I’ve gone back a bit to my roots here in this blog post. Instead of just writing about my personal opinions, I also added some academic evidence. Let me know if you like this and I’ll do them more for future blog posts.
Bartsch, Miriam and Dienlin, Tobias. “Control your Facebook: An analysis of online privacy literacy.” Computers in Human Behavior, vol. 56, 2016, pp. 147-154.
Barthel, Michael, Mitchell, Amy, Holcomb, Jesse. “Many Americans Believe Fake News Is Sowing Confusion.” Pew Research Center, 15 Dec. 2017, www.journalism.org/2016/12/15/many-americans-believe-fake-news-is-sowing-confusion/#fn-59275-1.
Bright, Laura F., Kleiser, Susan Bardi, Grau, Stacy Landreth. “Too much Facebook? An exploratory examination of social media fatigue.” Computers in Human Behavior, vol. 44, 2015, pp. 148–155.

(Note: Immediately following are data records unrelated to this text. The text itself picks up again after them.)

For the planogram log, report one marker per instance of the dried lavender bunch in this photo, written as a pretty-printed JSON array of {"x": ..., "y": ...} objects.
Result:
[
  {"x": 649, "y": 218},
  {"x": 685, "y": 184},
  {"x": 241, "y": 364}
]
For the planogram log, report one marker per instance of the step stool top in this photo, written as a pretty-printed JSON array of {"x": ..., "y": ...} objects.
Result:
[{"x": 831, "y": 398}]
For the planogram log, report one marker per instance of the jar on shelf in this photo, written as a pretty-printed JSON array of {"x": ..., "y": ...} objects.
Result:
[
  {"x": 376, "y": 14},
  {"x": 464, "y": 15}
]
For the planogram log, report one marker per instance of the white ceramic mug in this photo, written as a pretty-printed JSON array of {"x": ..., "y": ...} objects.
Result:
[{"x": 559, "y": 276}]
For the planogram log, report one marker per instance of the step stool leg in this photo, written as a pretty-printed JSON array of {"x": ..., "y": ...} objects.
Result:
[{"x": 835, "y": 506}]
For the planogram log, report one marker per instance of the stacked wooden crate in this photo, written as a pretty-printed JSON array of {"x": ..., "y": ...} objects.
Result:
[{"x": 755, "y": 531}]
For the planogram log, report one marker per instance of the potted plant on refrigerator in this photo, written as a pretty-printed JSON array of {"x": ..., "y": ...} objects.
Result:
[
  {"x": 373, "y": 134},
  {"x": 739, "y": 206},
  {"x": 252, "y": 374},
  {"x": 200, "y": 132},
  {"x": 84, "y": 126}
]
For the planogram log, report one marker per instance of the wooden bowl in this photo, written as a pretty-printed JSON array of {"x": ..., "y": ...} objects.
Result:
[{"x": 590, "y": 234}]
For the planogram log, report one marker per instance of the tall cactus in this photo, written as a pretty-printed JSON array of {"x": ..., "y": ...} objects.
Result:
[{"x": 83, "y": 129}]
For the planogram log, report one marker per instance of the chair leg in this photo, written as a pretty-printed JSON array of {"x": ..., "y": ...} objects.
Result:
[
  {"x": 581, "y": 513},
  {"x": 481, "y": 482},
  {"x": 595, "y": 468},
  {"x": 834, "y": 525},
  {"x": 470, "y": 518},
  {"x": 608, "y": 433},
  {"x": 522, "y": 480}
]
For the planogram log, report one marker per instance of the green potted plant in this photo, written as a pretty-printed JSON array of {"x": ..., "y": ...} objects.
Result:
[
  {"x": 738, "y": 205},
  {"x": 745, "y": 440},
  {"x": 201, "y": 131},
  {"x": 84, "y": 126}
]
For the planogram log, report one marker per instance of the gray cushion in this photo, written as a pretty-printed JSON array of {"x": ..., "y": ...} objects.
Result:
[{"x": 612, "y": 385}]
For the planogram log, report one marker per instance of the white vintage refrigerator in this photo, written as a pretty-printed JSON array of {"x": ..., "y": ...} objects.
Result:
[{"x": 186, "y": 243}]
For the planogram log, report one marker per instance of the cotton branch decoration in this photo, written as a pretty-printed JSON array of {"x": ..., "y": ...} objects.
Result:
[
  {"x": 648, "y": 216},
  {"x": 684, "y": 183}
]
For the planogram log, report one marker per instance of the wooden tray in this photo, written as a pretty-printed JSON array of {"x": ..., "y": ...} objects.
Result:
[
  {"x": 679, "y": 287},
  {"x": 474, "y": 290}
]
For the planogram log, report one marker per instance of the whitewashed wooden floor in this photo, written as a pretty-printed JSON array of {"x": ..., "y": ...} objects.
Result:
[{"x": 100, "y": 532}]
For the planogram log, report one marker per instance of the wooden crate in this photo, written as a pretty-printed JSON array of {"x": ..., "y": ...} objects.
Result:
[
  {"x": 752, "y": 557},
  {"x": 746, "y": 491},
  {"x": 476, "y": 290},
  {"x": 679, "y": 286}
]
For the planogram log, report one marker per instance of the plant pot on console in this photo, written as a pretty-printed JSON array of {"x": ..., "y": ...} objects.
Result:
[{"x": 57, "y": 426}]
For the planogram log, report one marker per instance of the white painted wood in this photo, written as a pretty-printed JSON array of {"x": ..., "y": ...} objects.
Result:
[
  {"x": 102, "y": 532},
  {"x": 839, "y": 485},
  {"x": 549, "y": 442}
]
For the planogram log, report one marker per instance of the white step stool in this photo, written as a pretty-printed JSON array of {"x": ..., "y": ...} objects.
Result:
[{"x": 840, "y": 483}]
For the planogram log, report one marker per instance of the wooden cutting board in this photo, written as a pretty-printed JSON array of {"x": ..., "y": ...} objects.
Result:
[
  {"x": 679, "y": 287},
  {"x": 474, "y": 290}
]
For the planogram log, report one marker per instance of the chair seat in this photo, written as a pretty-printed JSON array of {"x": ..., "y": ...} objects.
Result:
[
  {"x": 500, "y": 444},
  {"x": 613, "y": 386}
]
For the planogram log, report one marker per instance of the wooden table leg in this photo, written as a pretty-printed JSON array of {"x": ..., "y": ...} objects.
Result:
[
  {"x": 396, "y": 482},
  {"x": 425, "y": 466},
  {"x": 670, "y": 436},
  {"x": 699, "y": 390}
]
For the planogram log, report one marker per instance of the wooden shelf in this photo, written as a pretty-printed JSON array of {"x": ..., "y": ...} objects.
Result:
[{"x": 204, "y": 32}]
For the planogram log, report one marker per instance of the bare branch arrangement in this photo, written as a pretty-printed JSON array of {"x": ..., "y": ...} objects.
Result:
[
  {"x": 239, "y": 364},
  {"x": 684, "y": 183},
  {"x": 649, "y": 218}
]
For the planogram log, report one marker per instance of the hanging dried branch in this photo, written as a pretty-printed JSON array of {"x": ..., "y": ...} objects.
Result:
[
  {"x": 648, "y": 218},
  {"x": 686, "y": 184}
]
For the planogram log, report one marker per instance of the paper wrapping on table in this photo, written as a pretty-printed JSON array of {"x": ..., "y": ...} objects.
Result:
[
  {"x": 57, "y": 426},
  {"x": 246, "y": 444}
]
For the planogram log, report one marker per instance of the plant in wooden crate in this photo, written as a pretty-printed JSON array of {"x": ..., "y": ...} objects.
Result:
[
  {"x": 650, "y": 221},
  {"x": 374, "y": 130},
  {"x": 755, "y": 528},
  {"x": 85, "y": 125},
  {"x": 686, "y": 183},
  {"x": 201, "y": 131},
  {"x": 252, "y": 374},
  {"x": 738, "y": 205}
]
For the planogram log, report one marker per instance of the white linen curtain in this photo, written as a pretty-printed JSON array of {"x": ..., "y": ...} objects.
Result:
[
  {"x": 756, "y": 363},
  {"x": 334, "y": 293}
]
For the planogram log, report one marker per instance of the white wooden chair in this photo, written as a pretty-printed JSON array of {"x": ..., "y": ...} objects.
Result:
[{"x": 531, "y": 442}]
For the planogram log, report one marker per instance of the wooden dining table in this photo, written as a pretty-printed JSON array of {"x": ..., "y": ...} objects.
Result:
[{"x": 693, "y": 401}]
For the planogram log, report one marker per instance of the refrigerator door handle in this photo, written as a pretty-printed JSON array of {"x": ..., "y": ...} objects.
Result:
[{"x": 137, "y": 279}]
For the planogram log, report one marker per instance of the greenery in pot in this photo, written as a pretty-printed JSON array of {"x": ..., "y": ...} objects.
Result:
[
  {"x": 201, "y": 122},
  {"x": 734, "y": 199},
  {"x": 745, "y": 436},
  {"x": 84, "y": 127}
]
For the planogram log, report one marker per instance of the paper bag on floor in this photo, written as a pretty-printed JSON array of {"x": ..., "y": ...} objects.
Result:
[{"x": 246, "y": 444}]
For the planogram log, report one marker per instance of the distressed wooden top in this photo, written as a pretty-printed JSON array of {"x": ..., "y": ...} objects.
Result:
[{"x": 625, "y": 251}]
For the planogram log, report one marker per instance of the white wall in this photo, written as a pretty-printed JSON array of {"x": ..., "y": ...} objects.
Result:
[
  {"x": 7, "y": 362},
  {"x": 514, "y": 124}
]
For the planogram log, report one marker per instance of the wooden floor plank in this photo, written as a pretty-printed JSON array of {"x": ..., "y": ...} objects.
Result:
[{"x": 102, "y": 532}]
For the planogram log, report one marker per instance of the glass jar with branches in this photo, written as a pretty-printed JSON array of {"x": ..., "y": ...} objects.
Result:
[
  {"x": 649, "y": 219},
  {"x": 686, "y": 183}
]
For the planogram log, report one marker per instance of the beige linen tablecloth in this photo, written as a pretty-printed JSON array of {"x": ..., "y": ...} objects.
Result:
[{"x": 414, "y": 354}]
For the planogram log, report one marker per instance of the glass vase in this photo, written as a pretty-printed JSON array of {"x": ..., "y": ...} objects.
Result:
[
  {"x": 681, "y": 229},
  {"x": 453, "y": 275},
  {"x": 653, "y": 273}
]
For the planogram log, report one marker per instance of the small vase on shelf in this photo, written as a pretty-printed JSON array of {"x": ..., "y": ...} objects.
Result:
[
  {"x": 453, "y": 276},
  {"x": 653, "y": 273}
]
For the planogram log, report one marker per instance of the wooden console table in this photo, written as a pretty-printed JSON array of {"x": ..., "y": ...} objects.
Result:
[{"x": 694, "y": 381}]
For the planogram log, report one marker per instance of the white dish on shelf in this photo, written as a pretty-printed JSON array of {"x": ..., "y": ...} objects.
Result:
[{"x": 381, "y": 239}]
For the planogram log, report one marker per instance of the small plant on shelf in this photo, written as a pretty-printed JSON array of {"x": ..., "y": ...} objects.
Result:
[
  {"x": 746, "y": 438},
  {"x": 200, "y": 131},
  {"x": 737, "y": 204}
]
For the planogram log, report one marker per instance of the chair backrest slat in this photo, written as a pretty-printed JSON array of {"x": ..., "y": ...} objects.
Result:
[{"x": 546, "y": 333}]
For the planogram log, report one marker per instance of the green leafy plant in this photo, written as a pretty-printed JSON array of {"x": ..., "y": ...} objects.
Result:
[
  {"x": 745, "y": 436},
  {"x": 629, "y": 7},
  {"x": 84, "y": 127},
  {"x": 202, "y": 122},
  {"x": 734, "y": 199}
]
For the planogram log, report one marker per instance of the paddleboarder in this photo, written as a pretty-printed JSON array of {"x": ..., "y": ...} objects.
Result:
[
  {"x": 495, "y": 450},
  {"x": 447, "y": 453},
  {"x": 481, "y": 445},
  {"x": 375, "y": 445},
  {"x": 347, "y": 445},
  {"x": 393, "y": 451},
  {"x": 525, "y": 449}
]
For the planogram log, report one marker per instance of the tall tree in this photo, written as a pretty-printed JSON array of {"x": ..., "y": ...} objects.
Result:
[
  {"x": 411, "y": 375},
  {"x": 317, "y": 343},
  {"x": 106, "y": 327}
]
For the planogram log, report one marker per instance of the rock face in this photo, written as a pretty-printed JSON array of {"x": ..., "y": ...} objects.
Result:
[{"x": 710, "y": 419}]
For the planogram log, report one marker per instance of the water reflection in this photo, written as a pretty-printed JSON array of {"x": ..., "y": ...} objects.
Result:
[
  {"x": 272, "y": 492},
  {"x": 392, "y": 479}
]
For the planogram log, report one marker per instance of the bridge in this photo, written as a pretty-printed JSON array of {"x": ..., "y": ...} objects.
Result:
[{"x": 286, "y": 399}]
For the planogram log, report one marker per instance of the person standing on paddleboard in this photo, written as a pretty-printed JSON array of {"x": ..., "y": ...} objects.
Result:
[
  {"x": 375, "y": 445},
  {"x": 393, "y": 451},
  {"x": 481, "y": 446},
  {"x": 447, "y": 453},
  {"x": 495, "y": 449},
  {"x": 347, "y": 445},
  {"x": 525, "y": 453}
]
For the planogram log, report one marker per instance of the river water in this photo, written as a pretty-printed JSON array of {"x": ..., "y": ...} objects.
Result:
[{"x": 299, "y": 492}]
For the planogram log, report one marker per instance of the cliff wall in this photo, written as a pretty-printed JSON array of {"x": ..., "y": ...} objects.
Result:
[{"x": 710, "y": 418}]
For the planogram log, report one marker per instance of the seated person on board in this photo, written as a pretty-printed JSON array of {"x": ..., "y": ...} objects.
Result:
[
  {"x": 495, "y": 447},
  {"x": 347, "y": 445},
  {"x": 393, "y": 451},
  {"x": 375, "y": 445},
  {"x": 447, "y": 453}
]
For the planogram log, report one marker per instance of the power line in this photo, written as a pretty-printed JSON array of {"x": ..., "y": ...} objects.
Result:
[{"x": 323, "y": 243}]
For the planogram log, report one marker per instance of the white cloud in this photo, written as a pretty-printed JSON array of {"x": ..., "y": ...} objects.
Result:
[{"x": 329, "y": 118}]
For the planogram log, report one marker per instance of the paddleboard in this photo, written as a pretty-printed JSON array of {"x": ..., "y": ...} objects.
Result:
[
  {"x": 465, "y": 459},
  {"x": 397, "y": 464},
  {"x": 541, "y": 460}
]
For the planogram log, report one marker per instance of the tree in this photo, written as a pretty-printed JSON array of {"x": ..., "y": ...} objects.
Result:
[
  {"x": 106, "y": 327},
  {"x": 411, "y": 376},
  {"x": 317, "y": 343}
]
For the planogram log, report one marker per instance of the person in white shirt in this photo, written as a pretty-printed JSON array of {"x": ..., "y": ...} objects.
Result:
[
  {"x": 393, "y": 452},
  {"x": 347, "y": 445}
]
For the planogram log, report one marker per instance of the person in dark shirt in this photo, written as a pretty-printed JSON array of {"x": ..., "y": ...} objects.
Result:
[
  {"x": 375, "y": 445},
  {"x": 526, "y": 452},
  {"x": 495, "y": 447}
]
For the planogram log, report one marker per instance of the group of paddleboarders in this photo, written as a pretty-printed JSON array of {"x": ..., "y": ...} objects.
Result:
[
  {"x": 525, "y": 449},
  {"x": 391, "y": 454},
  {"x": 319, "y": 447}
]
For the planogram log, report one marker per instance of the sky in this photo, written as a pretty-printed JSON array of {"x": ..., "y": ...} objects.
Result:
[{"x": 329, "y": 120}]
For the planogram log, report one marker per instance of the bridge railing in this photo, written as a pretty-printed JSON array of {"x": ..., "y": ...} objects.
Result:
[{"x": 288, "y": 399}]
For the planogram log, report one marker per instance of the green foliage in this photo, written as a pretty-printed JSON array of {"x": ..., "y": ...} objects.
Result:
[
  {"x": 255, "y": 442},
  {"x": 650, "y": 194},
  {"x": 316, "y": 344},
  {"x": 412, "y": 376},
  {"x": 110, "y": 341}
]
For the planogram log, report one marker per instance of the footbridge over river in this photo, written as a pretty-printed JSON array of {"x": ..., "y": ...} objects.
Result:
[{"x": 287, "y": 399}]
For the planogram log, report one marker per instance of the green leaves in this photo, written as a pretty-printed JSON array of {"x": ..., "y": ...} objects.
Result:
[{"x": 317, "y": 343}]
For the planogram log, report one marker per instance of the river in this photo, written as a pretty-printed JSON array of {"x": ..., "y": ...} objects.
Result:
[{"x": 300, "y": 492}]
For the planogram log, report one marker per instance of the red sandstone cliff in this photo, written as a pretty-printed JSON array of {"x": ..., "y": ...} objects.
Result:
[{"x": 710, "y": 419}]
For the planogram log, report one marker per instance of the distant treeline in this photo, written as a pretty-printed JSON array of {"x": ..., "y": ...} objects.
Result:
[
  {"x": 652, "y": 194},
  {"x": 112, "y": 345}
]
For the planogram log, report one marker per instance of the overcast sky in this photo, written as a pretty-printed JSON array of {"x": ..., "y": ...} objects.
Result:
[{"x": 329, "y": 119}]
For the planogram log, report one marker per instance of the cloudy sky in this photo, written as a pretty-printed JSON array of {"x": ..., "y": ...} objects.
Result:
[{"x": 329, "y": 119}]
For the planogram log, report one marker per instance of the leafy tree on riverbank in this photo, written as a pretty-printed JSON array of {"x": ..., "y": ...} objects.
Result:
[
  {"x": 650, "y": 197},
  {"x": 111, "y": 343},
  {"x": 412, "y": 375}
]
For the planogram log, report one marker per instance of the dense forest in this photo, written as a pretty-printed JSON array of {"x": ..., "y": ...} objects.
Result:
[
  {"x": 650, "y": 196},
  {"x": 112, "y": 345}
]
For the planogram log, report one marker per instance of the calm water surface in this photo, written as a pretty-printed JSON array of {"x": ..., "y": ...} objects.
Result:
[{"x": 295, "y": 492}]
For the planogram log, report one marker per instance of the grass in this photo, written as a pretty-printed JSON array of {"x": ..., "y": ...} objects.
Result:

Davies, Megan, et al. “A systems approach to understanding the effect of Facebook use on the quality of interpersonal communication.” Technology in Society, vol. 44, 2016, pp. 55-65.
Frost, Rachel A. and Rickwood, Debra L. “A systematic review of the mental health outcomes associated with Facebook use.” Computers in Human Behavior, vol. 76, 2017, pp. 576-600.
“Most Famous Social Network Sites Worldwide as of August 2017, Ranked by Number of Active Users (In Millions)” Statista, 1 Sep. 2017, www.statista.com/statistics/272014/global-social-networks-ranked-by-numb”er-of-users/.
Stewart, James B. “Facebook Has 50 Minutes of Your Time Each Day. It Wants More” The New York Times, 5 May. 2016, www.nytimes.com/2016/05/06/business/facebook-bends-the-rules-of-audience-engagement-to-its-advantage.html?mcubz=3.
“World Population Clock” Census Bureau, 2 Sep. 2017, www.census.gov/population/international.